Seeing, Following and Understanding Viruses Via Unnatural Protein Creation
Supervisor: Dr Stephen Carter, School of Infection and Immunity
As well as being major causes of human disease, viruses provide powerful tools for exploring the molecular biology of infected cells. Studying the interactions between a human virus and its host cell exposes the molecular machinery of the cell to detailed study in a way that can have major impacts on health, while the ability to genetically engineer viruses creates powerful precision tools for tracking and capturing molecular interactions. A recent example of this is the ability to engineer viruses such that their proteins contain unnatural amino acids (uAAs), which can be used as a platform for cutting-edge imaging and interaction studies1. This PhD will allow you to apply cutting-edge technologies present at the MRC-University of Glasgow Centre for Virus Research to viruses through a collaboration with the Rosalind Franklin Institute in Oxford.
In this PhD, you will exploit proteins that contain uAAs to map key, dynamic virus-host interactions using cryo-electron tomography (cryo-ET) coupled with fluorescence and chemical observation. Cryo-ET allows us to dissect the architecture of macromolecular machinery in situ, allowing us to examine structures within the cell during the virus replication cycle. You will use this to study one the most serious viral pathogens to humans: Rift Valley Fever Virus (RVFV), a WHO priority pathogen.
This project will initially explore novel strategies for the insertion, creation and exploitation of unnatural amino acids (uAAs) based on pyrolysine (Pyl)2,3. As an example of the use of this, uAAs will allow the introduction of fluorophores into small viral proteins that are not amenable for bulky fluorescent protein labelling such as GFP. Targeted cryo-fluorescent guided focused ion beam (FIB) milling will be used to generate a lamella containing a viral target which we can image using cryo-ET at high-resolution, ultimately allowing us to place viral structures in their native cellular context. Separately, this system can facilitate the introduction of metalated uAAs into proteins to allow them to be located with high precision (4-10 nm), sufficient to find a small viral target in a large cell imaged by cryo-ET.

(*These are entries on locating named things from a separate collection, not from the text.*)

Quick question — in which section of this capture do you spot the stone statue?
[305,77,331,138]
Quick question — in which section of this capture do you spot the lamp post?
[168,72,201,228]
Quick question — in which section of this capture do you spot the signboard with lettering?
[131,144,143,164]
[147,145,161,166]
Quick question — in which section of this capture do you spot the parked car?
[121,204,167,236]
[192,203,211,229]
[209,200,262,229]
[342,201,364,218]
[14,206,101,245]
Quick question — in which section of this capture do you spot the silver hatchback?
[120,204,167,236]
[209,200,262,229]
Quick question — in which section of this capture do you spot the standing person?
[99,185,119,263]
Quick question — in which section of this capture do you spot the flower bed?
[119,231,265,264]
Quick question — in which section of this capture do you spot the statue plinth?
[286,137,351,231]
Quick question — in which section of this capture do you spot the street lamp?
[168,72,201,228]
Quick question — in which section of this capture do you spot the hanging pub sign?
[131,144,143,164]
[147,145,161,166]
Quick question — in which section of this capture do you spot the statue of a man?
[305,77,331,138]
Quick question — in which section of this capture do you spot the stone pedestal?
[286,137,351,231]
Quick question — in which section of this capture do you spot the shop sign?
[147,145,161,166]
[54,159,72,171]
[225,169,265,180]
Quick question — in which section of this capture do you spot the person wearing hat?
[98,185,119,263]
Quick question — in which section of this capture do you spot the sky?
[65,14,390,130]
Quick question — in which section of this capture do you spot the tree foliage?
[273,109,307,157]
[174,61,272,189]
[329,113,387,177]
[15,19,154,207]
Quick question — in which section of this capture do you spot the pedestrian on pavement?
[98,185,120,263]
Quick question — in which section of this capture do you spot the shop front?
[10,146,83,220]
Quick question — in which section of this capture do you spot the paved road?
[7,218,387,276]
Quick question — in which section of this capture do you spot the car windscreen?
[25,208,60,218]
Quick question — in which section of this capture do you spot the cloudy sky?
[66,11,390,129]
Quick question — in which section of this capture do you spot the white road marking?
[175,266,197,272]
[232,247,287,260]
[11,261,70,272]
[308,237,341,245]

You will begin by applying these methods to locate and image RVFV NSs filaments inside the nucleus. Thin-section electron microscopy has identified bundles of 10 nm parallel filaments of the viral NSs protein, but no other ultrastructural details of these have been discerned and their function is unknown. Finally, our work will pursue the application of sub-tomogram averaging to the repetitive unit of the NSs filament to reach near-atomic resolution.
References: (1) L. James, mBio, 2022, 13(5). (2) C.D. Spicer, B.G. Davis, Chem. Commun, 2013, 49, 2747-2749. (3) M.K. Bilyard et al. Nature 2018, 563, 235-240.